Frauen-Bundesliga
- Season: 2011–12
- Champions: 1. FFC Turbine Potsdam
- Relegated: Hamburger SV 1. FC Lokomotive Leipzig
- UEFA Women's Champions League: 1. FFC Turbine Potsdam VfL Wolfsburg
- Matches: 132
- Goals: 420 (3.18 per match)
- Top goalscorer: Genoveva Añonma (22)
- Biggest home win: 1. FFC Turbine Potsdam 8–0 1. FC Lokomotive Leipzig
- Biggest away win: 1. FC Lokomotive Leipzig 2–9 VfL Wolfsburg
- Highest scoring: 1. FC Lokomotive Leipzig 2–9 VfL Wolfsburg
- Highest attendance: VfL Wolfsburg – 1. FFC Frankfurt 8,689
- Lowest attendance: Hamburg – Jena 165
- Average attendance: 1,121

= 2011–12 Frauen-Bundesliga =

The 2011–12 season of the Frauen-Bundesliga is the 22nd season of Germany's premier women's football league. The season commenced on 21 August 2011 and will conclude on 28 May 2012. Turbine Potsdam were the defending champions and successfully defended their title on the last matchday. Potsdam became the first team to win Bundesliga title a fourth year in a row.

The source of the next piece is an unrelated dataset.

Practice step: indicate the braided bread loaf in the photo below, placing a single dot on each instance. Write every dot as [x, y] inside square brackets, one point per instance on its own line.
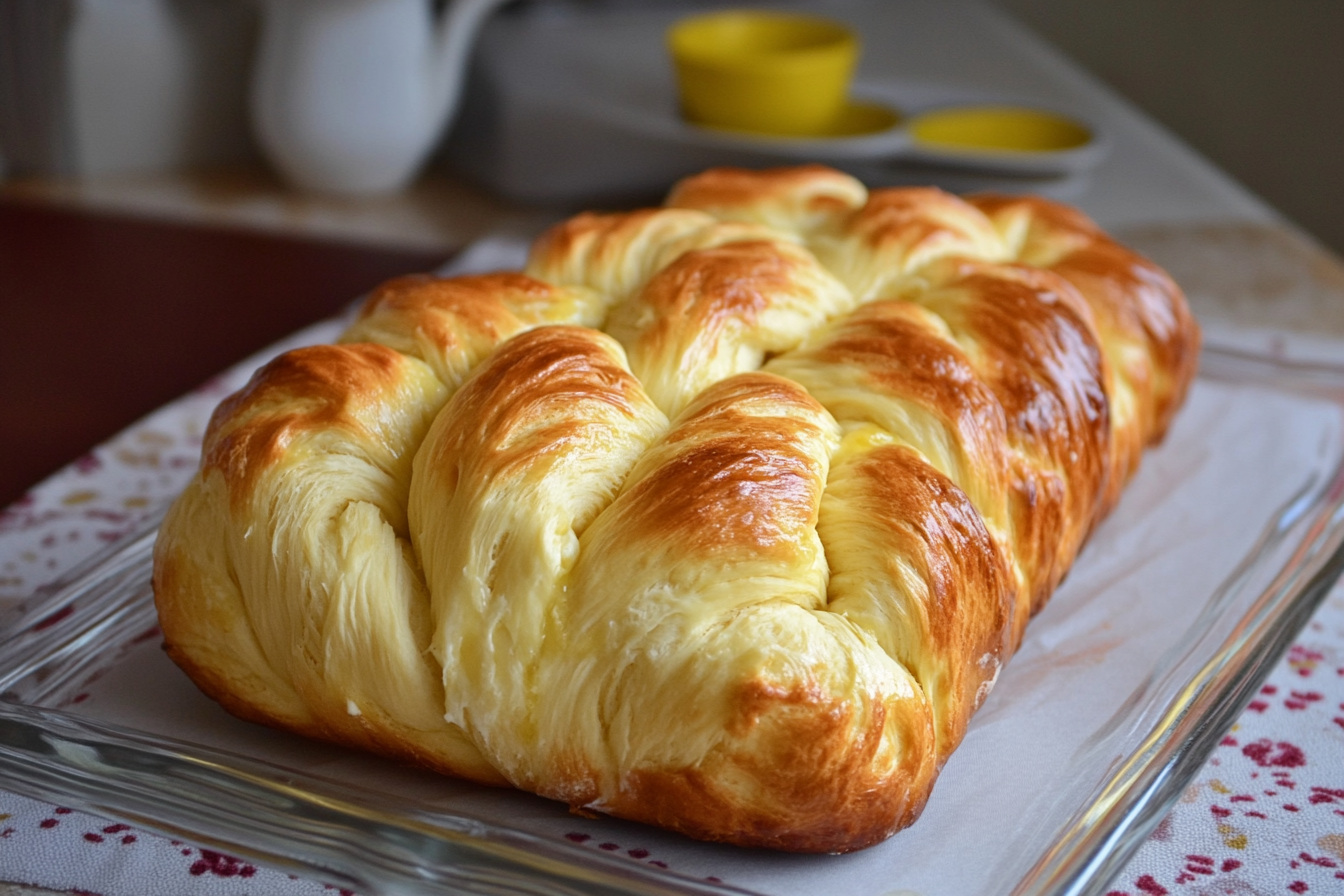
[742, 564]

The start of the season saw Germany's record capped player Birgit Prinz ending her career and all-time Bundesliga topscorer Inka Grings leaving Duisburg after 16 years for Swiss side Zürich. A new all-time Bundesliga record was set on 20 May 2012 when 8,689 spectators saw the match VfL Wolfsburg versus 1. FFC Frankfurt.

==Teams==
The teams promoted from the previous season's 2nd Bundesliga were Freiburg as winners of the Southern division and Lokomotive Leipzig as runners-up of the Northern division; Northern division champions Hamburger SV II as a reserve side were ineligible for promotion.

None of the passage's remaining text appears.